Après l'attaque d'Israël par le Hamas, le monde a, encore une fois, les yeux rivés sur le Moyen-Orient. Plus précisément la bande de Gaza, dirigée par le Hamas depuis 2007, suite à une guerre fratricide avec le Fatah. Depuis 1987, le mouvement, qualifié de terroriste par la plupart des pays occidentaux, n’a cessé de gagner en puissance, sans jamais reconnaître l’existence d’Israël et en prônant la lutte armée. Décryptage.
Depuis 2008, le Hamas est à l’origine d’au moins quatre guerres avec l’État hébreu, auxquelles il faut maintenant rajouter celle de 2023, déjà qualifiée de “11 septembre israélien”. Voici cinq questions pour comprendre comment ce mouvement est devenu l'ennemi numéro 1 d’Israël.
Dans sa forme actuelle, le Hamas existe depuis 1987, mais ses origines idéologiques remontent à 1928. “Le Hamas est l’émanation du mouvement Les Frères Musulmans créé en 1928 en Egypte par Hassan al-Banna” explique Jean-Claude Lescure, professeur des universités en histoire contemporaine à l'université de Cergy-Pontoise, spécialiste du Moyen-Orient et auteur du "Conflit Israélo-palestinien en 100 questions" (éd Texto). L’objectif des Frères Musulmans est simple : ré-islamiser les sociétés où l’Islam est à ses yeux mal pratiqué.
Le Hamas va occuper le terrain à Gaza et aller vers la population palestinienne de la première Intifada
C’est donc dans cette mouvance que le Hamas est formalisé en 1987, au moment de la première intifada. “La nouveauté est que cette première intifada est animée par les Palestiniens de l’intérieur, ceux qui vivent à Gaza et en Cisjordanie et qui se sont éloignés de l’organisation externe, l’OLP“ expose Jean-Claude Lescure. "Il décide d’occuper le terrain et d’aller vers cette population de l’Intifada.” Alors que les Frères musulmans était un mouvement actif socialement, dans l’éducation, les mosquées, les services sociaux, le Hamas va chercher à se faire une place dans le champ politique.
Le Hamas se construit en opposition aux Accords d'Oslo de 1993. Son programme : l’Etat d’Israël n’existe pas, il doit être détruit. Pour cela, il va finir par prendre les armes et mener des opérations aujourd’hui qualifiées de terroristes.

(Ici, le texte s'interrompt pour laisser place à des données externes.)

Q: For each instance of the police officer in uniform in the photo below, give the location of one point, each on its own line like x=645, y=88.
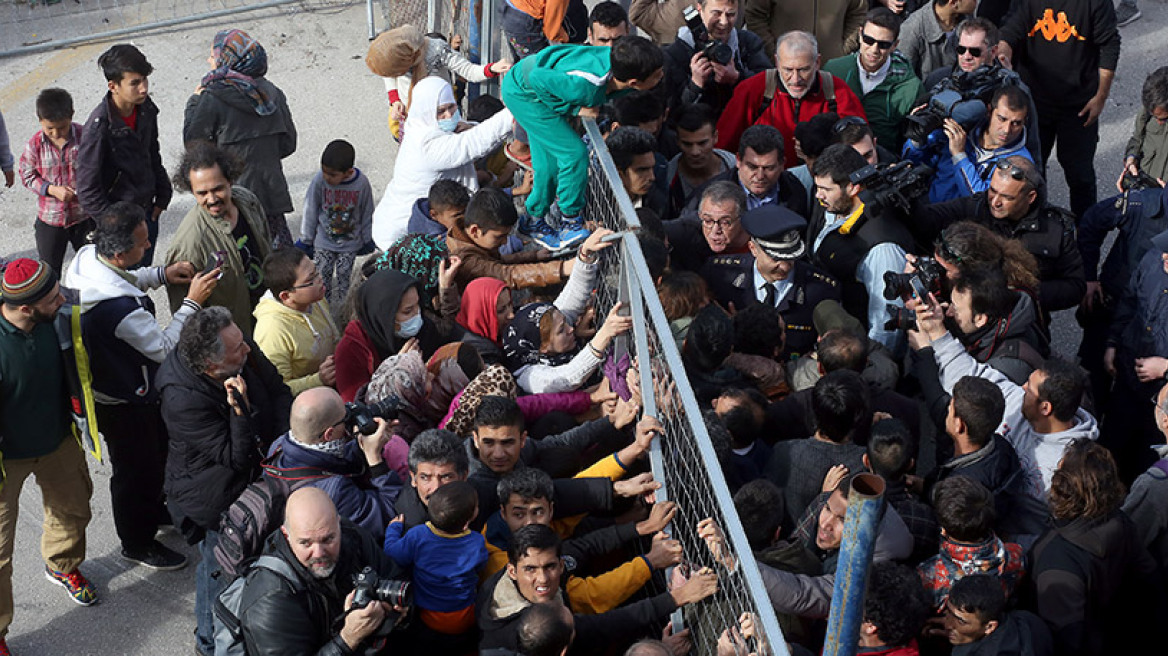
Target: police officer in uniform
x=772, y=272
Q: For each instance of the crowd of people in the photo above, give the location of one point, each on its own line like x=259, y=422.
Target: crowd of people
x=428, y=423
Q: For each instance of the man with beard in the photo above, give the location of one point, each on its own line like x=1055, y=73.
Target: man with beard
x=279, y=615
x=228, y=227
x=223, y=404
x=34, y=421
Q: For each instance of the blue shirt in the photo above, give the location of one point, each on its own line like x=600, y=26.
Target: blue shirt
x=445, y=566
x=870, y=272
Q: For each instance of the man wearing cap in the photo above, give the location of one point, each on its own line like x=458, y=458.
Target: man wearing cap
x=773, y=273
x=35, y=428
x=1137, y=356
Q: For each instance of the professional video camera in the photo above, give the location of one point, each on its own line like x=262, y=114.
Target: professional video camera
x=713, y=50
x=368, y=587
x=360, y=416
x=896, y=185
x=961, y=97
x=1133, y=182
x=925, y=280
x=899, y=319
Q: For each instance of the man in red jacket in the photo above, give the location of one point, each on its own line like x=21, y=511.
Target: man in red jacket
x=783, y=98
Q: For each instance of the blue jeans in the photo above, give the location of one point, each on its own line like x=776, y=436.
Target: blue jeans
x=207, y=588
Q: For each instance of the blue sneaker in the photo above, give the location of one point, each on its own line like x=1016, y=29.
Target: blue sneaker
x=540, y=232
x=572, y=232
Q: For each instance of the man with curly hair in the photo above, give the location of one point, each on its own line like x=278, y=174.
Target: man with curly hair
x=228, y=227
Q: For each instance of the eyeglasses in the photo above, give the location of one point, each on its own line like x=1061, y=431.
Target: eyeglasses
x=711, y=223
x=941, y=248
x=312, y=281
x=1010, y=169
x=846, y=123
x=876, y=42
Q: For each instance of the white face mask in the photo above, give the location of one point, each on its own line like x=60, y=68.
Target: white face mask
x=410, y=327
x=450, y=124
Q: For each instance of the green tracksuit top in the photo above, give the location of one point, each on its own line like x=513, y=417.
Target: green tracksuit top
x=563, y=77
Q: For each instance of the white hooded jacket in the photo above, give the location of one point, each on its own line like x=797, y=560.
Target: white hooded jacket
x=1038, y=453
x=97, y=281
x=429, y=154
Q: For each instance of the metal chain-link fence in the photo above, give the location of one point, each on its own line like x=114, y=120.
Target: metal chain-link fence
x=33, y=26
x=683, y=459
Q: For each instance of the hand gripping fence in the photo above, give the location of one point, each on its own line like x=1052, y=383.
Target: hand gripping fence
x=682, y=459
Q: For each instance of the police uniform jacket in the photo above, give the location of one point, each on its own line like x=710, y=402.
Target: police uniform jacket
x=731, y=279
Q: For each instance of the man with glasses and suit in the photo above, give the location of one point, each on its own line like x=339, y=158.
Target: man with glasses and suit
x=880, y=76
x=1015, y=207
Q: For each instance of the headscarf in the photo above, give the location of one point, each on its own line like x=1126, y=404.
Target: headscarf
x=404, y=377
x=522, y=341
x=377, y=301
x=480, y=300
x=494, y=381
x=417, y=256
x=428, y=96
x=451, y=369
x=240, y=60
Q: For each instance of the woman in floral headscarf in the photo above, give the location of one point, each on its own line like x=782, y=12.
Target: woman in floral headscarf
x=235, y=106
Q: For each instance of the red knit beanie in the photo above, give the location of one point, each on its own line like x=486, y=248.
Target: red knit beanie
x=27, y=281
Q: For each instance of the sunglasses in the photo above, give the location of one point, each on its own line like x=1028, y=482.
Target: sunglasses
x=846, y=123
x=876, y=42
x=1014, y=172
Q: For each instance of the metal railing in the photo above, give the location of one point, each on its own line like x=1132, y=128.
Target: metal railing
x=683, y=459
x=35, y=26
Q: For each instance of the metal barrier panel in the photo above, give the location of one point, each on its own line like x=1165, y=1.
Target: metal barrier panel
x=34, y=26
x=683, y=459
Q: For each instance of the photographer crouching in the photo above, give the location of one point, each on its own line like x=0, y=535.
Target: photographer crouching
x=278, y=615
x=711, y=56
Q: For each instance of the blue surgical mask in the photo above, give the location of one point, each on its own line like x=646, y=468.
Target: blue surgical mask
x=410, y=327
x=451, y=124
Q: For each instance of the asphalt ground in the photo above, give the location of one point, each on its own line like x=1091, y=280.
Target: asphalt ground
x=317, y=57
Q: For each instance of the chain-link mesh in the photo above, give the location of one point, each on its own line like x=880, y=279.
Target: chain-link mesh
x=683, y=458
x=32, y=26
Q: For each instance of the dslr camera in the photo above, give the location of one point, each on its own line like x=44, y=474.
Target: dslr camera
x=360, y=416
x=961, y=97
x=713, y=50
x=927, y=278
x=368, y=587
x=896, y=185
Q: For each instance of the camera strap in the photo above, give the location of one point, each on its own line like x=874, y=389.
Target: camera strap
x=826, y=83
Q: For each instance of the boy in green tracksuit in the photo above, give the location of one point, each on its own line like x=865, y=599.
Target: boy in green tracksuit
x=543, y=91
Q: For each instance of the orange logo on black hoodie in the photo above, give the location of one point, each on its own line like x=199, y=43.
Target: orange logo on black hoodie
x=1055, y=30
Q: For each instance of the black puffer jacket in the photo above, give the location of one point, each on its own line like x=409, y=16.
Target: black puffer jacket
x=117, y=164
x=214, y=452
x=280, y=620
x=224, y=116
x=1047, y=231
x=749, y=60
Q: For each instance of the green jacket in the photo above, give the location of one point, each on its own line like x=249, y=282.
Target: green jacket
x=889, y=103
x=563, y=77
x=200, y=235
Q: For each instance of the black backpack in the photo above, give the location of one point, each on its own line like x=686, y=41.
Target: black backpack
x=258, y=511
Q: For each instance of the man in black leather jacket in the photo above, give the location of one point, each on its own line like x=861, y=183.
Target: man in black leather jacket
x=279, y=616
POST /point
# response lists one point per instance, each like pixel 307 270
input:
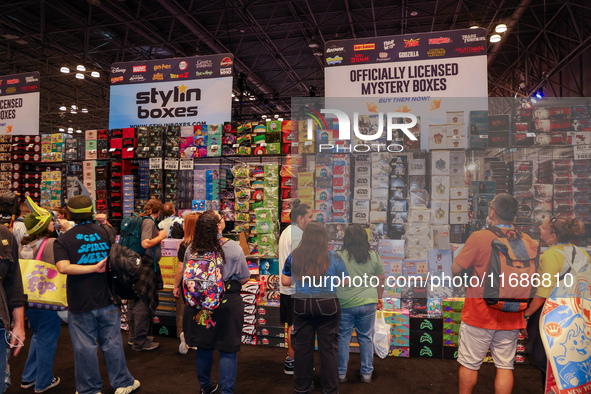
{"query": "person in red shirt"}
pixel 483 327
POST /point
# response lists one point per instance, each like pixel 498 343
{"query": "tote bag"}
pixel 43 284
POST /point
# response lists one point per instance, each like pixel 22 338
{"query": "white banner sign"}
pixel 19 104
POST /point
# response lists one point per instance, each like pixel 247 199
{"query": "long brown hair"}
pixel 189 227
pixel 310 258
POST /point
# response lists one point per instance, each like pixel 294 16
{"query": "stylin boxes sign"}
pixel 344 129
pixel 172 92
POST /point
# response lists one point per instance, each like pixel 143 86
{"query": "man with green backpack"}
pixel 141 234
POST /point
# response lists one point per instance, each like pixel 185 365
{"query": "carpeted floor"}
pixel 260 370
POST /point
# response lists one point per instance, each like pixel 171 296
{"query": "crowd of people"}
pixel 79 248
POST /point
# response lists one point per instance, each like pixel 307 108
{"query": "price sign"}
pixel 171 163
pixel 155 163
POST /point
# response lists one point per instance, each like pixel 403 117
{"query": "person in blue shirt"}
pixel 317 273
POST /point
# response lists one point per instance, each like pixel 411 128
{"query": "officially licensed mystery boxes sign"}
pixel 181 91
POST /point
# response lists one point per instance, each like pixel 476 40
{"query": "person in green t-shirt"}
pixel 360 300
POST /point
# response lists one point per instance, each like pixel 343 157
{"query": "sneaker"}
pixel 26 385
pixel 183 348
pixel 213 387
pixel 288 370
pixel 151 346
pixel 54 383
pixel 128 389
pixel 366 378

Pour faire son lit, le mouvement va s’occuper de la population gazaouie, celle de la première intifada, qui s’achève avec les Accords d’Oslo. “Le Hamas est extrêmement habile avec la population palestinienne, car il mène une politique d’encadrement des populations” précise Jean-Claude Lescure. “On parle de services de proximité, de dispensaires, d’écoles à l’intérieur des mosquées avec un enseignement religieux”. Résultat : en 2007, le mouvement politique du Hamas bat à Gaza l’autre mouvement palestinien, le Fatah, dirigé aujourd’hui par Mahmoud Abbas, lors des élections pour le Conseil palestinien. Le Fatah garde le contrôle de la Cisjordanie tandis que le Hamas va prendre les armes pour s’imposer totalement à Gaza.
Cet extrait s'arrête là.